The Gaslight Anthem [MySpace]
80 ’08 (and Heartbreak)

  • Murk

    Just picked this up today, & as soon as I dialed it up on my iPod it joined a select rank of albums in my life: albums whose first song or two I listened to ten or so times in a row before proceeding to the rest of the record (Marquee Moon, Daydream Nation, Louis Armstrong & Earl Hines).

    Nice that these guys follow Fucked Up & Against Me! in being among the four or five best punkish bands in the world while also having one of the worst band names ever committed to a notebook of angsty high-school poetry.

  • Anonymous

    This band is pretty good, but they’re no Against Me. And I agree with the guy above me about the name.

  • Marth

    I have to give Idolator the nod on this one. I hadn’t even heard of them until you posted one of their videos a few months ago. I can’t really listen to the whole album all at once (how many references to cool old stuff can anyone really take?), but when they’re on, they’re really on. Good call.

  • El Zilcho!

    I wasn’t aware of these guys until about a week ago, but ever since I heard the album, I haven’t been able to stop listening to it.

    I actually think I heard of them earlier in the year, but thought that The Gaslight Anthem sounded like a crummy emo band name. I’m glad I ended up listening to them, since it’s now one of my favorite releases of the year.

  • MayhemintheHood

    I could listen to this song and “Great Expectations” all day long.

  • KurticusMaximus

    The album may be repetitive, but those first three songs are easily among the year’s best album openers.

    And “Old White Lincoln” made me fall in love with every girl who wears sailor tattoos and high-tops sneakers. As if I wasn’t already.

    Oh, and in the battle of Springsteen-influenced bar bands, these guys beat the Hold Steady by a mile.

  • DeeW

    eMusic hit the nail on the head when they put this on their Best of.. list. I’m so glad I’ve been introduced to them. It’s incredible.

    You know those bands you want to tell all of your friends about? This is one of those for me.

  • Al Shipley

    Does anyone else think Gaslight’s singer sounds eerily like Brandon Flowers? Their album is kind of like Sam’s Town if it was good.

  • Anonymous

    I was talking about these guys months ago, and if this album — their debut — is as good as this, what could they achieve with number two or three?

    I picked the Gaslight Anthem’s The ’59 Sound as my #2 album of the year, with the Hold Steady (another often-named competitor) at #4. Alejandro Escovedo ‘s Real Animal, which has its own Springsteen connection, is being roundly ignored by these year-end lists (tho’ he’s #6 on mine).

    I’m still not hearing much love for Scott Kempner’s incredible Saving Grace, though.
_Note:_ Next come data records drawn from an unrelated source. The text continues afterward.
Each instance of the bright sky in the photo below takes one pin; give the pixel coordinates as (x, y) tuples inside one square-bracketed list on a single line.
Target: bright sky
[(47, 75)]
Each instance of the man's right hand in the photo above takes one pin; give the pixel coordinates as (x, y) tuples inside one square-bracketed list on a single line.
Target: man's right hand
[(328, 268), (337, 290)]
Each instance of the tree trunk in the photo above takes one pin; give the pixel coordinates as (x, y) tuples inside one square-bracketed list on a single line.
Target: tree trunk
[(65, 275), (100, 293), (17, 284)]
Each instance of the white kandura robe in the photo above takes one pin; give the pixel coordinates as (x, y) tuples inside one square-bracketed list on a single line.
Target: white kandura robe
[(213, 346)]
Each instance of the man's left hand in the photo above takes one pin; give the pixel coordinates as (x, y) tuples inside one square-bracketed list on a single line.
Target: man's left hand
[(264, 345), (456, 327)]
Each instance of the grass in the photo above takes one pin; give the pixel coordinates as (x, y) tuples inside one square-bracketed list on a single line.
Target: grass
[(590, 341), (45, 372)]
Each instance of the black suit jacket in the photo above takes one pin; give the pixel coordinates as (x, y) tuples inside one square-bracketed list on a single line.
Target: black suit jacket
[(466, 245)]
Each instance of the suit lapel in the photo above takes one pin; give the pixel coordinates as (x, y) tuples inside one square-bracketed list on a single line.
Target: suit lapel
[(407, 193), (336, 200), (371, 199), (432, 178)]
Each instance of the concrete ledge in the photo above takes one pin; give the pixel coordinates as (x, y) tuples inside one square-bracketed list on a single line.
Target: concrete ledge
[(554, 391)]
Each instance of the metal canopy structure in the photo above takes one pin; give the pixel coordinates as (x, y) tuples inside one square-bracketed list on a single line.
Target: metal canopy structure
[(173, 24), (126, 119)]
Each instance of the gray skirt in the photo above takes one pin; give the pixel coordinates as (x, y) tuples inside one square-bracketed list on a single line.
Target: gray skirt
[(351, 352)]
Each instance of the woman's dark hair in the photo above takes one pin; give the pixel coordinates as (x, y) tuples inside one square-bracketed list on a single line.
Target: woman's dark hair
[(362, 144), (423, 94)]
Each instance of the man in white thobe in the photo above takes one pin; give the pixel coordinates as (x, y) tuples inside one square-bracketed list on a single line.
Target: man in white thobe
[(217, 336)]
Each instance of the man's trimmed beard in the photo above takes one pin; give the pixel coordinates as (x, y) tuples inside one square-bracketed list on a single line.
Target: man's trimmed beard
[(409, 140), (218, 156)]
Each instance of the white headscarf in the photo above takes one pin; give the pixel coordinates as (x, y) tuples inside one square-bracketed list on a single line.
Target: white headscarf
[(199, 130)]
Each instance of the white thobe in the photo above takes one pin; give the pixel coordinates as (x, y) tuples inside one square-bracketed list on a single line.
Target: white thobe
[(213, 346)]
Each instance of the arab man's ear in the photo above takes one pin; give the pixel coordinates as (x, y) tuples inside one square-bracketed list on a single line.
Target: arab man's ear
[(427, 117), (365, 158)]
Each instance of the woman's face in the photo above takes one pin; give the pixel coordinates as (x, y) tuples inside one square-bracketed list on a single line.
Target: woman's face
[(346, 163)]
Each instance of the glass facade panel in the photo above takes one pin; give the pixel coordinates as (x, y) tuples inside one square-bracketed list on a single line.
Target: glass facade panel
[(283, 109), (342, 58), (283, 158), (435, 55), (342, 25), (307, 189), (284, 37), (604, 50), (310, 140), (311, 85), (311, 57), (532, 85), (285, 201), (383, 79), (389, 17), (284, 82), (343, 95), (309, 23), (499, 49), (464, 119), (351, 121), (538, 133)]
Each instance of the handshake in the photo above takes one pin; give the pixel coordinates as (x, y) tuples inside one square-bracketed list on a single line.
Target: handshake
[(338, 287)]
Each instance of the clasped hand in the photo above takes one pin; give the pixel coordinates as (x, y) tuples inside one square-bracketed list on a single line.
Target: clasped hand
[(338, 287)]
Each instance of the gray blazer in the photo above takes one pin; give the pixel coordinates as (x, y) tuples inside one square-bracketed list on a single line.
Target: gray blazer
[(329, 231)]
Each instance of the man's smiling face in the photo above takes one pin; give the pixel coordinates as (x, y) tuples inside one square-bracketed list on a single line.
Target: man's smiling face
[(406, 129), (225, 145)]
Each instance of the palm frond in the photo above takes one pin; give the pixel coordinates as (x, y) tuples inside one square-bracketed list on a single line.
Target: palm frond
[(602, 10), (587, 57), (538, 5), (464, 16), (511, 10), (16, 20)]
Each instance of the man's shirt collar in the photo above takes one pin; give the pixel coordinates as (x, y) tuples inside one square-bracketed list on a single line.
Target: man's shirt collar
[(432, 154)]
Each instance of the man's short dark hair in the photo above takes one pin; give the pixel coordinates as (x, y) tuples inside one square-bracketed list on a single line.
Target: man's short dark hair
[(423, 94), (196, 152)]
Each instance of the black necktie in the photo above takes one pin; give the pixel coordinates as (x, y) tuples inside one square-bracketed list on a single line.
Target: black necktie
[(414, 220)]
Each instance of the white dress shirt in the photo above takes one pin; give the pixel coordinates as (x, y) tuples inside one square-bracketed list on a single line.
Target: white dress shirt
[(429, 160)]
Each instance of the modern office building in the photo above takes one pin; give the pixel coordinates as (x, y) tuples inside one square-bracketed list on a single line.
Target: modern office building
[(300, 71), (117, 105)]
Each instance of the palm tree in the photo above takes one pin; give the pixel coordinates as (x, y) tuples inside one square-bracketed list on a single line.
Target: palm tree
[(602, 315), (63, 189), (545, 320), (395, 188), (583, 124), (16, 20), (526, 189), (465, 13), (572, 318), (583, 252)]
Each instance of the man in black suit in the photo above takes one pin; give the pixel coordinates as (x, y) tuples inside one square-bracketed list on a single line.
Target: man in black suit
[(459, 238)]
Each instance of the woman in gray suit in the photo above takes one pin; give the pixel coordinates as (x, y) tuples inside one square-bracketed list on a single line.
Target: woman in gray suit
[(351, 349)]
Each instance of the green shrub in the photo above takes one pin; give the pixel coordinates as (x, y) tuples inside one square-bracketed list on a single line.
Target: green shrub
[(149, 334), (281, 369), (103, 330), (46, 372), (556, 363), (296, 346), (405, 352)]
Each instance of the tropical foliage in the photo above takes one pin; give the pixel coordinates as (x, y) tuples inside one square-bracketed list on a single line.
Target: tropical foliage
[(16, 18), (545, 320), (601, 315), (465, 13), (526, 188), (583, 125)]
This disc is so far under the radar that it’s invisible, but I still say that it’s the year’s best, bar none: Standing In The Shadows of Love with Scott Kempner album review

  • MayhemintheHood

    @Al Shipley: I thought that the first second I ever heard him sing. He sounds like Brandon Flowers trying to sound like Bruce Springsteen.

  • Lucas Jensen

    For Springsteen-esque jamz, why does no one talk about the amazing Jason Anderson? He puts all of these to shame in my book.

  • Anonymous

    is it just me, or is this band’s name the bizzaro world equivalent of the already-established Streetlight Manifesto?

  • Thierry

    @Rev.Keith: As I pointed out elsewhere, this is actually their second album. Also, the Springsteen comparison is obvious, but I also hear a bit of the Tim/PTMM-era Replacements in their sound, too. I’m surprised Nick Hornby hasn’t latched onto them yet.

  • Bong14

    Glad to see this is getting the credit it deserves. It’s a fucking great album – perhaps a teeny bit unchanging in mood (and missing the more aggressive sound of the debut) – but brilliant in its romanticism and sincerity. Since everyone else has already called out the first two songs I’d like to mention the last two – “Here’s Looking At You Kid” is a terrific walk through past loves while “The Backseat” brings back the Springsteen and the bombast for the big finish.

  • joshservo

    @Thierry: “A bit of the Tim/PTMM-era?” These guys sound like the Replacements’ replacements. Not that that’s a bad thing.